In the Priesthood Session, coming to a living room near you, Pres. Eyring began by addressing each of the offices of the Aaronic Priesthood in turn, talking about the acts they perform in their priesthood, their duties. He presents each act simply without aggrandizing the individuals who perform these acts, indeed with a focus on the humility and dare I say cluelessness (certainly guilelessness) of the Preisthood holders, and then contrasts that with what the Lord brings to the act. We perform simple acts routinely, often without much thought, and the Lord magnifies and sanctifies those acts beyond our understanding and capability. We perform small acts; God does the heavy lifting.
Obviously this talk applies to any calling any member may be given, whether a man, a woman, a boy or a girl. But this is the Priesthood Session, so the examples will be boys and men. He gives three Priesthood examples: passing the sacrament, home teaching, baptism, and fellowshiping others. In each case, our performance is a simple act, but:
The Lord will do His greater part.
He focuses on how it feels to perform these acts. We may have performance anxiety. We may feel casual about the acts. We sometimes forget the acts we perform. But if we do our simple part, the Lord will perform his work through those simple, often routine or repetitive acts. They say in Hollywood that there are no small parts, only small actors; Pres. Eyring is saying that we are all small actors performing small parts, and that the Lord’s work carries on through our small acts. And so the powerful play goes on. We aren’t the playwright, just the small actor performing a small part.
I couldn’t help but think of my own son who is first assistant and responsible to either take the sacrament to the older people who can’t be at church or to delegate this task to someone in the quorum to do. His initial focus was on his own performance anxiety. Would the other boys go if he asked? Would he be able to find the houses? On more than one occasion, he walked out of the house without the bread. Through simple repetition, his performance of the task became easier. When one of the older members died a few weeks ago, I realized that without this simple task he performed, he would never have known most of these older members who can’t attend church. He would have had no tie to them and been unaware of their existence. Because of his task, his own perspective was broader than it would otherwise be.

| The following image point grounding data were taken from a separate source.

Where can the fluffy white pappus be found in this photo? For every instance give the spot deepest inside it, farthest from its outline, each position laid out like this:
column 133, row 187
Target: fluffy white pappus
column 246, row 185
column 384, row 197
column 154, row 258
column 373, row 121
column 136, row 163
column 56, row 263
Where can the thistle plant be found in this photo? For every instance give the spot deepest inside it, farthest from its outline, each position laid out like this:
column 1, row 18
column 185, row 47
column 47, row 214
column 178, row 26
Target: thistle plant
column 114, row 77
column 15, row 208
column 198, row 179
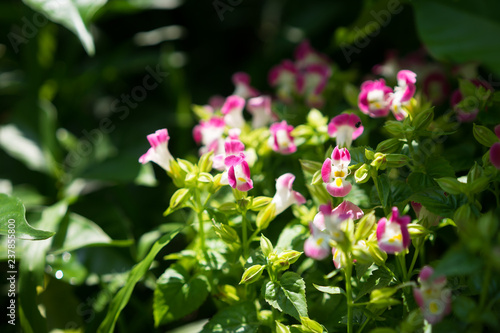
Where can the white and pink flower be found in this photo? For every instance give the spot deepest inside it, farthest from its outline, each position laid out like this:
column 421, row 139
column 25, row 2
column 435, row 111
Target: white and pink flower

In speaking of an Elder’s Quorum President who had befriended many inactive men who had returned to church, he says:
You can see why he was modest. It was because he knew he had done his small part and the Lord was doing the rest. It was the Lord who had touched the hearts of those men in their troubles. It was the Lord who had given them the feeling that there must be something better for them and a hope that they could find it.
The young man, who—like you—was a servant of the Lord, simply believed that if he did his small part, the Lord would help those men along the path to home and to the happiness only He could give them.
He goes on to talk about greater acts that we may be asked to perform, tasks that we feel are far beyond our experience or ability. He shares the example of his ancestor as a mission president who initially felt like a new deacon when he was called to such a great responsibility. As his mission progressed, he was faced with political changes that make continuing the work impossible, but he also feels the weight of his responsibility and is unsure whether to return or not. He prays for guidance and has a dream that directs his actions and gives him comfort. This divine guidance is something we are entitled to, and as Pres. Eyring notes:
Whatever your calling in the priesthood, you may have at times felt Heavenly Father was unaware of you. You can pray to know His will, and with the honest desire to do whatever He asks you to do, you will receive an answer.
He adds that another source of support is our church leaders. We perform our acts, but we also serve one another, and leaders are aware of those in their charge, those to whom they have delegated responsibility. Since the highest church calling is the prophet, this is encapsulated by Pres. Eyring’s summary:
It is my prayer as well that every priesthood holder will feel the loving and watchful care of Heavenly Father, of the Savior, and of the prophet of God in his calling.
Knowing that we have the support of God and of church leaders as we attempt to perform our roles should be a source of strength and courage to us:
The only reason he could have had the courage to go was that he knew in his heart that God had called him through His authorized servants. It was the source of his courage. That must be the source of our courage to persevere, whatever our callings in the priesthood.
We aren’t being set up to fail. All we have to do is perform our parts.
We often talk about boundary maintenance in the bloggernacle, the idea that we need to keep some semblance of personal life and privacy in our interactions with leaders. Boundaries are breached when leaders have either abused the trust of an individual or have been too demanding or controlling. These are not the types of leaders Pres. Eyring is describing, although such certainly exist as we know from D&C 121: 45. Sometimes demands come in the form of trying to “guilt” people into magnifying their callings.
What a welcome contrast Pres. Eyring’s talk provides. Rather than pushing us to magnify our callings or to focus on results, he points out that it is the Lord who magnifies our simple acts into far-reaching results. We neither deserve the credit nor the blame for the results so long as we perform our simple acts. Less is more. And doing our part is doing enough.